En belirgin özellikleri, siyasal, sosyal ve kültürel gerçekleri öne çıkaran, kültürler arası iletişimi, kadın haklarının savunulması ve İran'ın tarihsel ve kültürel kimliğinin geliştirilmesi temalarını işleyen dram ve sosyal drama filmleridir. Bu tür filmler, İran'da gerçek yaşamlarını konu alan filmlerdir ve İran sinemasının idealist bir bakış açısıyla tasvir edilen toplumsal gerçeklikleriyle öne çıkmaktadır.

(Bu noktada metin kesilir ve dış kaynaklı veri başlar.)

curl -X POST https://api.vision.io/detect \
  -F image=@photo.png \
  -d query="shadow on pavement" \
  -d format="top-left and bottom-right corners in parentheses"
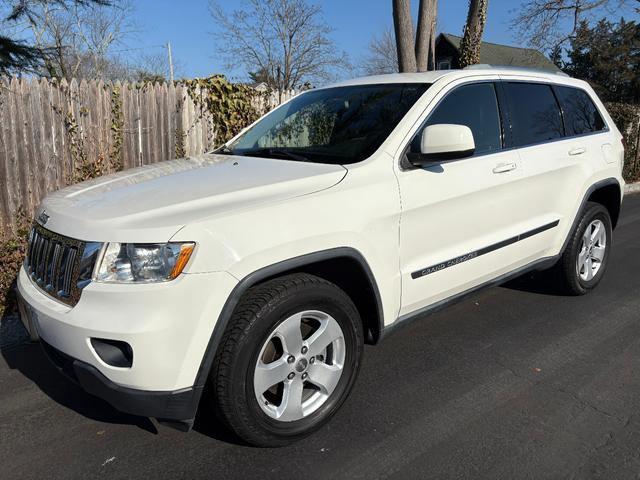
top-left (500, 270), bottom-right (564, 297)
top-left (0, 343), bottom-right (158, 434)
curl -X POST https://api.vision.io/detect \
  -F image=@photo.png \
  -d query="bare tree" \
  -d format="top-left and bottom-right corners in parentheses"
top-left (460, 0), bottom-right (489, 68)
top-left (416, 0), bottom-right (438, 72)
top-left (393, 0), bottom-right (417, 72)
top-left (511, 0), bottom-right (637, 50)
top-left (9, 0), bottom-right (133, 79)
top-left (362, 28), bottom-right (398, 75)
top-left (210, 0), bottom-right (347, 92)
top-left (393, 0), bottom-right (438, 72)
top-left (0, 0), bottom-right (111, 74)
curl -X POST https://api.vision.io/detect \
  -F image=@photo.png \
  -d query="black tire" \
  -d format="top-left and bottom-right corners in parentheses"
top-left (210, 274), bottom-right (364, 447)
top-left (555, 202), bottom-right (612, 295)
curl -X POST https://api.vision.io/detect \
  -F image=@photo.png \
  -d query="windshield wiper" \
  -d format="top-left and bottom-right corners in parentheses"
top-left (240, 148), bottom-right (309, 162)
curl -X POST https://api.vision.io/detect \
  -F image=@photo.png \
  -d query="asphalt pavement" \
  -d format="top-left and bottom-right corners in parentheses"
top-left (0, 195), bottom-right (640, 480)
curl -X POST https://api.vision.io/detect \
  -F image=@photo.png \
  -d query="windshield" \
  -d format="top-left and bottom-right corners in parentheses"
top-left (225, 83), bottom-right (429, 164)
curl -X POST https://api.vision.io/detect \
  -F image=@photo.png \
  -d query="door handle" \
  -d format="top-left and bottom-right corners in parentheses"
top-left (493, 162), bottom-right (517, 173)
top-left (569, 147), bottom-right (587, 155)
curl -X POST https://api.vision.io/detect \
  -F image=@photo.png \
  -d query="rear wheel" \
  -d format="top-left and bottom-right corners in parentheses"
top-left (556, 202), bottom-right (612, 295)
top-left (211, 274), bottom-right (364, 446)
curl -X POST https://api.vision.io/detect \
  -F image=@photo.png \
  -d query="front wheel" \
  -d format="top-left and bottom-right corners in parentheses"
top-left (556, 202), bottom-right (612, 295)
top-left (210, 274), bottom-right (364, 446)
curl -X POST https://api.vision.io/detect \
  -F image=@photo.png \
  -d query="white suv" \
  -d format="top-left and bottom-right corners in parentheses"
top-left (18, 67), bottom-right (624, 445)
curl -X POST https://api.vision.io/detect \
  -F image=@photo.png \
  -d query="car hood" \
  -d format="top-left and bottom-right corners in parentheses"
top-left (36, 154), bottom-right (347, 242)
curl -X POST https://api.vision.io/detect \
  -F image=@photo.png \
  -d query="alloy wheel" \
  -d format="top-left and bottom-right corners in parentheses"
top-left (253, 310), bottom-right (346, 422)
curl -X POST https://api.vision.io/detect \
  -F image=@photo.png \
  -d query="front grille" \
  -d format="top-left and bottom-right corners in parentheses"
top-left (24, 224), bottom-right (85, 306)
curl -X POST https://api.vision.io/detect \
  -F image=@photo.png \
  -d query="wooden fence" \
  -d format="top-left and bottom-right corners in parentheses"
top-left (0, 78), bottom-right (295, 235)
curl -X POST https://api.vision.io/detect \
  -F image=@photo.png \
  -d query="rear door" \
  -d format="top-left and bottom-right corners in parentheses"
top-left (503, 80), bottom-right (607, 256)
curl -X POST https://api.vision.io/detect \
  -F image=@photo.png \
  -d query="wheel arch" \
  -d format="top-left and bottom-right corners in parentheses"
top-left (195, 247), bottom-right (384, 394)
top-left (587, 183), bottom-right (621, 228)
top-left (560, 177), bottom-right (622, 255)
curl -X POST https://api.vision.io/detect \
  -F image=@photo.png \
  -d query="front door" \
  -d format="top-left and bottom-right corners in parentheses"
top-left (398, 81), bottom-right (530, 317)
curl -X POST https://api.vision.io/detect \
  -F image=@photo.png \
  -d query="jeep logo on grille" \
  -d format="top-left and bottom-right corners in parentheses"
top-left (38, 210), bottom-right (49, 225)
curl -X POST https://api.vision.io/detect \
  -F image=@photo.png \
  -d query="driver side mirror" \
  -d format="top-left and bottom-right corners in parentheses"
top-left (407, 123), bottom-right (476, 167)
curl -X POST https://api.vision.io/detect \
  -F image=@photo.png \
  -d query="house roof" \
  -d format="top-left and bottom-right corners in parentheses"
top-left (436, 33), bottom-right (558, 70)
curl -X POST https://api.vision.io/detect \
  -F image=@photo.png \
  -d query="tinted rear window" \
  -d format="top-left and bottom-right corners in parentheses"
top-left (555, 87), bottom-right (605, 136)
top-left (504, 82), bottom-right (564, 147)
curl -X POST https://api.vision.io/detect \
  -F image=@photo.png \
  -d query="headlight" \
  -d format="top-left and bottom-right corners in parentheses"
top-left (94, 243), bottom-right (195, 283)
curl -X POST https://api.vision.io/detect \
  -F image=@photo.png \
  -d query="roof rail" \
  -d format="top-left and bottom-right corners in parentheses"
top-left (463, 63), bottom-right (569, 77)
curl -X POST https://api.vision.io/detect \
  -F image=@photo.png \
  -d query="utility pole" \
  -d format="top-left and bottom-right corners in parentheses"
top-left (167, 42), bottom-right (173, 83)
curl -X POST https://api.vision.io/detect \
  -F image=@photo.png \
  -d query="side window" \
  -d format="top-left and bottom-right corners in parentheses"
top-left (554, 87), bottom-right (605, 136)
top-left (504, 82), bottom-right (564, 147)
top-left (411, 83), bottom-right (502, 153)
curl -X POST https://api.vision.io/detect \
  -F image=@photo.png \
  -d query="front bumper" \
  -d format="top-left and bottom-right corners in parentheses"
top-left (40, 340), bottom-right (203, 420)
top-left (18, 269), bottom-right (237, 419)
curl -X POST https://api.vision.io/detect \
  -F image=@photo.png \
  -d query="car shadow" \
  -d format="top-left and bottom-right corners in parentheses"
top-left (500, 270), bottom-right (564, 297)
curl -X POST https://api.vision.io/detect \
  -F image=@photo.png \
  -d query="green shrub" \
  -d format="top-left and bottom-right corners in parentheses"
top-left (0, 214), bottom-right (29, 317)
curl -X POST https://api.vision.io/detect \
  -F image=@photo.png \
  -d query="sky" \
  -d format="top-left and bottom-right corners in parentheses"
top-left (127, 0), bottom-right (519, 78)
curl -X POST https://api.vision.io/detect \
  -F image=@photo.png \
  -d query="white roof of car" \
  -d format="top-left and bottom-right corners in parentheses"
top-left (329, 65), bottom-right (582, 87)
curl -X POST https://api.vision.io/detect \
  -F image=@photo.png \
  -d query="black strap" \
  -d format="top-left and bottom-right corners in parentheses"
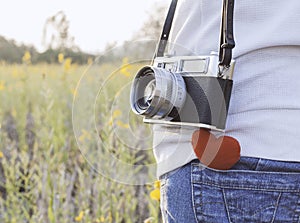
top-left (155, 0), bottom-right (235, 67)
top-left (219, 0), bottom-right (235, 67)
top-left (155, 0), bottom-right (177, 57)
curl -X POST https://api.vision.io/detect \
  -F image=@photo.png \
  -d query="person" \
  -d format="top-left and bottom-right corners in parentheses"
top-left (153, 0), bottom-right (300, 223)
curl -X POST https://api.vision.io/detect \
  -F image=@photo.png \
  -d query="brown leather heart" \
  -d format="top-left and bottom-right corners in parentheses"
top-left (192, 129), bottom-right (241, 170)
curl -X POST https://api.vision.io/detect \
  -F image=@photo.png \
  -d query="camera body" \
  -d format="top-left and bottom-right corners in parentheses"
top-left (131, 53), bottom-right (234, 131)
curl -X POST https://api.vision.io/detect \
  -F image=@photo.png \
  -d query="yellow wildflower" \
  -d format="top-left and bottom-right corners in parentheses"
top-left (75, 211), bottom-right (84, 222)
top-left (116, 120), bottom-right (130, 129)
top-left (57, 53), bottom-right (65, 63)
top-left (144, 217), bottom-right (154, 223)
top-left (154, 180), bottom-right (160, 189)
top-left (64, 58), bottom-right (72, 71)
top-left (112, 109), bottom-right (122, 119)
top-left (71, 88), bottom-right (77, 97)
top-left (78, 129), bottom-right (92, 142)
top-left (150, 189), bottom-right (160, 201)
top-left (107, 212), bottom-right (112, 222)
top-left (0, 81), bottom-right (5, 91)
top-left (87, 57), bottom-right (94, 65)
top-left (22, 51), bottom-right (31, 64)
top-left (96, 215), bottom-right (105, 223)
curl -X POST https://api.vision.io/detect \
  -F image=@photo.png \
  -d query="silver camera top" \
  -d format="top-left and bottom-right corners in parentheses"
top-left (153, 52), bottom-right (235, 80)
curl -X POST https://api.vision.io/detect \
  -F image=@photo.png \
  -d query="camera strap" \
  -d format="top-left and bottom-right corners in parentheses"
top-left (155, 0), bottom-right (177, 57)
top-left (155, 0), bottom-right (235, 67)
top-left (219, 0), bottom-right (235, 67)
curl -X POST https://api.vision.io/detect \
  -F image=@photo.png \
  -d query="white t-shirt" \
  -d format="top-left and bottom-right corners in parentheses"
top-left (153, 0), bottom-right (300, 176)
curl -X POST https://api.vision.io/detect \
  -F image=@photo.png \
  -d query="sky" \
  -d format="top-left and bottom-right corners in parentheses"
top-left (0, 0), bottom-right (170, 53)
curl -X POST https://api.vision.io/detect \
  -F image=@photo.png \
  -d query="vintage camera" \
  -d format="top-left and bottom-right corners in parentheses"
top-left (130, 52), bottom-right (234, 131)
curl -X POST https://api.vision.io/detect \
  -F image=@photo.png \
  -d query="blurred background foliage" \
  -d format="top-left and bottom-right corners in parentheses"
top-left (0, 2), bottom-right (166, 223)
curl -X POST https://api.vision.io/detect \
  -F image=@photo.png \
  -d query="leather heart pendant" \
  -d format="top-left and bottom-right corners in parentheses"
top-left (192, 129), bottom-right (240, 170)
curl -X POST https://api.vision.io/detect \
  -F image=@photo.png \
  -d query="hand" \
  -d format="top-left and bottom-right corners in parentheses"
top-left (192, 129), bottom-right (240, 170)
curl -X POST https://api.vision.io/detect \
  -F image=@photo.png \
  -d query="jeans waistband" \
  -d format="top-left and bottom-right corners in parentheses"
top-left (192, 157), bottom-right (300, 192)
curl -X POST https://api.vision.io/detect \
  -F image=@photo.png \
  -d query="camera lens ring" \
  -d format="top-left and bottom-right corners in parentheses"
top-left (130, 66), bottom-right (186, 120)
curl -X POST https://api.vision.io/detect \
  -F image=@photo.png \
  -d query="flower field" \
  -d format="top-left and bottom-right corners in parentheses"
top-left (0, 60), bottom-right (160, 223)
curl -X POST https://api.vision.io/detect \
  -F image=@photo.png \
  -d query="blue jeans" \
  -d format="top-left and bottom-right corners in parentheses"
top-left (161, 157), bottom-right (300, 223)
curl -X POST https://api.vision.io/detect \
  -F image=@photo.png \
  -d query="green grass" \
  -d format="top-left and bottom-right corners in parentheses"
top-left (0, 64), bottom-right (159, 223)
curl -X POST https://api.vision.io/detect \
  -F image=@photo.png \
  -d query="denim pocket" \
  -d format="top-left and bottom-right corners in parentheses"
top-left (192, 163), bottom-right (300, 223)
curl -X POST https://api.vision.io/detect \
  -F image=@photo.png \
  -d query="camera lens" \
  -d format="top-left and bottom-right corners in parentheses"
top-left (130, 66), bottom-right (186, 119)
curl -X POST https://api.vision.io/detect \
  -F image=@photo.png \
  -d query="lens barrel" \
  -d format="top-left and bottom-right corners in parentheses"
top-left (130, 66), bottom-right (186, 120)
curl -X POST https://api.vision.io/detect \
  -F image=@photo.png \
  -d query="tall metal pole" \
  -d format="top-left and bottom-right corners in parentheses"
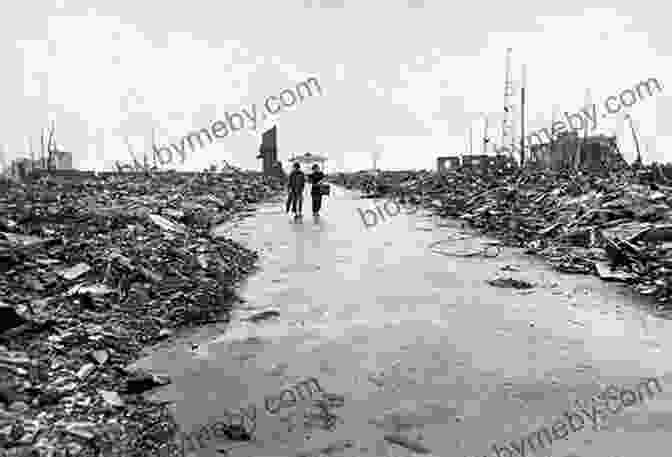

En belirgin özellikleri, siyasal, sosyal ve kültürel gerçekleri öne çıkaran, kültürler arası iletişimi, kadın haklarının savunulması ve İranın tarihsel ve kültürel kimliğinin geliştirilmesi temalarını işleyen dram ve sosyal    filmleridir. Bu tür filmler, İranda gerçek yaşamlarını konu alan filmlerdir ve İran sinemasının    bir bakış açısıyla tasvir edilen toplumsal gerçeklikleriyle öne çıkmaktadır.

İran Sinemasının En Önemli Özelliklerinden Biri Olan Deneysel Anlatı Yapısının Hangi Etkenlerden Kaynaklandığını Söyleyebiliriz?

İran Sinemasının deneysel anlatı yapısı, İran’ın kültürel ve siyasi tarihinden, geleneksel İran sanatının etkisinden, İran sinemasının özgün tarzının oluşturulmasından, ulusal kimliğin arayışından ve sosyal meselelerin dile getirilmesinden kaynaklanmaktadır.

İran Sinemasının deneysel anlatı yapısı, İran’ın kültürel ve siyasi tarihinden, geleneksel İran sanatının etkisinden, İran sinemasının özgün tarzının oluşturulmasından, ulusal kimliğin arayışından ve sosyal meselelerin dile getirilmesinden kaynaklanmaktadır.

İran Sinemasının Özgün Anlatım Tekniği Ülke Dışında Hangi Ülkelerde Etkili Olmuştur?

İran Sinemasının özgün anlatım tekniği, İran dışında özellikle Fransa, İtalya, İngiltere, İsveç, İspanya, almanya, Suudi Arabistan ve japonya gibi ülkelerde etkili olmuştur. Bu ülkelerin sinema sanatçıları ve teorisyenleri, İran Sinemasının özgün anlatım tekniğini ve öykü anlatımını keşfetmeye başladılar.

İran Sinemasının özgün anlatım tekniği, İran dışında özellikle Fransa, İtalya, İngiltere, İsveç, İspanya,   , Suudi Arabistan ve    gibi ülkelerde etkili olmuştur. Bu ülkelerin sinema sanatçıları ve teorisyenleri, İran Sinemasının özgün anlatım tekniğini ve öykü anlatımını keşfetmeye başladılar.